PMR technology, like all IT, has come on in leaps and bounds, with plug-and-play functionality, IP compatibility and software configurable standard components. By combining the low capital cost and flexibility advantages of analogue PMR with the system management and low cost-of-ownership benefits of IP technology, PMR can be modernised, giving users the best of both worlds. Now they can connect to a base station via the Web and reconfigure a controller without having to send an engineer to a remote windswept hilltop.

A case in point: Western Power

Leading utility company Western Power is a prime example of the growing trend towards PMR. The company is carrying out a major £5m upgrade of its communications network, providing complete voice and data comms to support over 10,000 network calls per day and boosting resilience across a service area of 26,000km2.

A key consideration for Western Power was the need to ensure that any new system would continue to be secure and resilient during emergency situations, which is why they opted for a PMR system.

The Xfin Multisite system from Team Simoco will provide coverage across some of the most diverse terrain in the UK, from highly populated urban areas such as Bristol and Cardiff, to rural and coastal areas such as Dartmoor, the Brecon Beacons, Cornwall and the Gower.
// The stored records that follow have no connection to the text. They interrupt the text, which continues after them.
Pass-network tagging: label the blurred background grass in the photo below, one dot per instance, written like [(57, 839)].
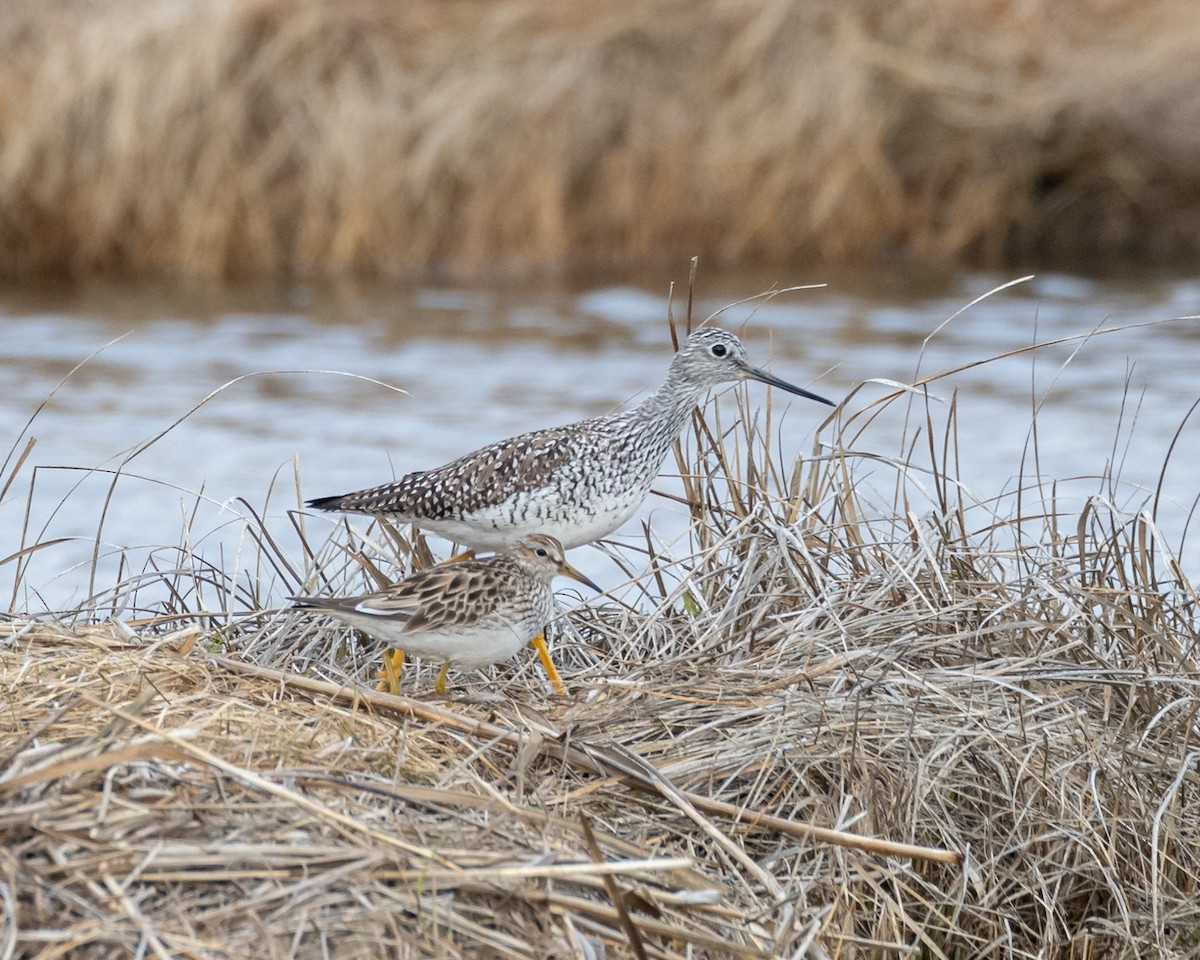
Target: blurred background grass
[(297, 138)]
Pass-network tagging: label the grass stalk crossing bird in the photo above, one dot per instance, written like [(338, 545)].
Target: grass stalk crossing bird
[(468, 613), (576, 483)]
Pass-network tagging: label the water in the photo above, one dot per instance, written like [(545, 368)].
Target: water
[(480, 364)]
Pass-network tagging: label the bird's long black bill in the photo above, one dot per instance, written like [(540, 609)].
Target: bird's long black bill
[(762, 376)]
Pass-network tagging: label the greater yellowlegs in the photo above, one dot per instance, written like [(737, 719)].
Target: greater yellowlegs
[(576, 483), (468, 613)]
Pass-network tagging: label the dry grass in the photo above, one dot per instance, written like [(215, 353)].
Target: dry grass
[(1003, 682), (231, 138)]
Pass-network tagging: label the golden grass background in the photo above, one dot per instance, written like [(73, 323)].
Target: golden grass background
[(850, 641), (237, 138)]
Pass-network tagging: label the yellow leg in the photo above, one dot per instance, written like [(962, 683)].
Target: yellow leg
[(393, 664), (539, 645), (441, 685)]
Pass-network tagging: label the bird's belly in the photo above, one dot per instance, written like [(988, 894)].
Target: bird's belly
[(467, 647), (571, 523)]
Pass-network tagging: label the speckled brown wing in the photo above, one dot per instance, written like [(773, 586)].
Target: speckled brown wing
[(475, 481)]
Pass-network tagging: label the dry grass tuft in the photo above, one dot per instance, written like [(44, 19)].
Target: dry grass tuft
[(1008, 687), (294, 137)]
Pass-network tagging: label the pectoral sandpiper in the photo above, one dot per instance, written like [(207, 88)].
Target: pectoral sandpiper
[(468, 613)]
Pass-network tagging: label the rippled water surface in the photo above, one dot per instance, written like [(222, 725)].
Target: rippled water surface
[(475, 365)]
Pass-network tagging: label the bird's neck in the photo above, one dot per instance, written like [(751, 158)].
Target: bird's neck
[(670, 406)]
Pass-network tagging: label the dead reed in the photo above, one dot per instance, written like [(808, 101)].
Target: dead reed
[(845, 649), (234, 138)]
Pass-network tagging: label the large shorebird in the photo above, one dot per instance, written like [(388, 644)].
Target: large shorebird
[(576, 483)]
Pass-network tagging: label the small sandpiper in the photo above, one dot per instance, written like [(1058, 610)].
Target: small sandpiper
[(468, 613), (576, 483)]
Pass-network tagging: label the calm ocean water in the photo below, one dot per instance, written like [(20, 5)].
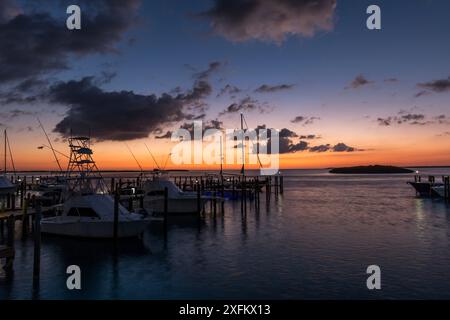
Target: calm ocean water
[(314, 242)]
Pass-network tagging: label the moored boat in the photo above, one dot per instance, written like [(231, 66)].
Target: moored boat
[(87, 210)]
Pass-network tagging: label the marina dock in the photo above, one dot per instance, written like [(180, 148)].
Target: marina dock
[(22, 209)]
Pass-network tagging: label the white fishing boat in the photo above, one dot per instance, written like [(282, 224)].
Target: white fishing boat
[(179, 202), (92, 216), (86, 209), (6, 186), (440, 190)]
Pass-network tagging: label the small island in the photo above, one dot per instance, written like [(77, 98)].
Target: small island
[(376, 169)]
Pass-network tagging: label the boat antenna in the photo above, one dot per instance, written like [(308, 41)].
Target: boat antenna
[(221, 157), (242, 145), (135, 159), (167, 159), (4, 172), (151, 154), (58, 152), (50, 143), (257, 147), (10, 153)]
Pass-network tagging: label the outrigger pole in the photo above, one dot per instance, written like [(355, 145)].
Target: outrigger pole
[(151, 154), (50, 143), (135, 159), (4, 172), (242, 145)]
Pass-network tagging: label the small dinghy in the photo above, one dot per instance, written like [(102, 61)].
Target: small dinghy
[(92, 216), (179, 202), (6, 186), (87, 210)]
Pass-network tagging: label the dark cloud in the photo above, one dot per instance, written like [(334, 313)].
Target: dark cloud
[(320, 148), (340, 147), (309, 137), (439, 86), (270, 20), (230, 90), (358, 82), (8, 10), (117, 115), (166, 135), (15, 113), (213, 67), (403, 117), (206, 125), (422, 93), (270, 89), (304, 120), (291, 142), (385, 121), (286, 133), (33, 44), (244, 105)]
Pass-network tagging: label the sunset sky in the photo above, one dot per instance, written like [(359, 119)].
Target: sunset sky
[(139, 70)]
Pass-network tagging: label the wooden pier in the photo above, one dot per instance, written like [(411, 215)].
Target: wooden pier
[(21, 207)]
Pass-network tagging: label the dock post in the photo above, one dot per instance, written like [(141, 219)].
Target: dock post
[(25, 219), (11, 223), (141, 202), (215, 202), (37, 248), (130, 203), (281, 184), (116, 217), (2, 230), (166, 210), (447, 189), (22, 191), (198, 202), (222, 196)]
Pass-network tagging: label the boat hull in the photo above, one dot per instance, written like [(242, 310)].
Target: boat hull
[(424, 189), (92, 229), (174, 206)]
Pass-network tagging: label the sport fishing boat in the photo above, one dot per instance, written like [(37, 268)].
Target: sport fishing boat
[(439, 190), (87, 210), (6, 186), (179, 202)]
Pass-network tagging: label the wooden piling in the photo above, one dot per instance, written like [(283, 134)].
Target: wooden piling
[(25, 219), (37, 247), (166, 210), (281, 185), (116, 217), (198, 201)]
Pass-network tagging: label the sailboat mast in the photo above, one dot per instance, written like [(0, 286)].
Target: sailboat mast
[(242, 145), (4, 172), (50, 143), (221, 157)]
The IP core of the system has enabled the integration of generic utility applications and interfaces, enabling it to be effectively integrated into the existing infrastructure. Xfin’s remote diagnostics enable centralised management control, and its hot-swap modular replacement enables live system maintenance without loss of service, which was also a key consideration for Western Power in such a large, distributed network.

The upgrade has been developed to not only ensure enhanced voice and data communications between staff, but to also enable Western Power to meet its responsibilities for civil contingency planning, by providing robust communications channels for staff to communicate in times of emergency.

Could you say the same for your company’s communications infrastructure, and would it stand up in the event of a civil emergency? It’s a question of the right mode of communication for the right job – will you be able to communicate with your engineers if the lights go out?

Mike Norfield, MD of radio communications specialist Team Simoco.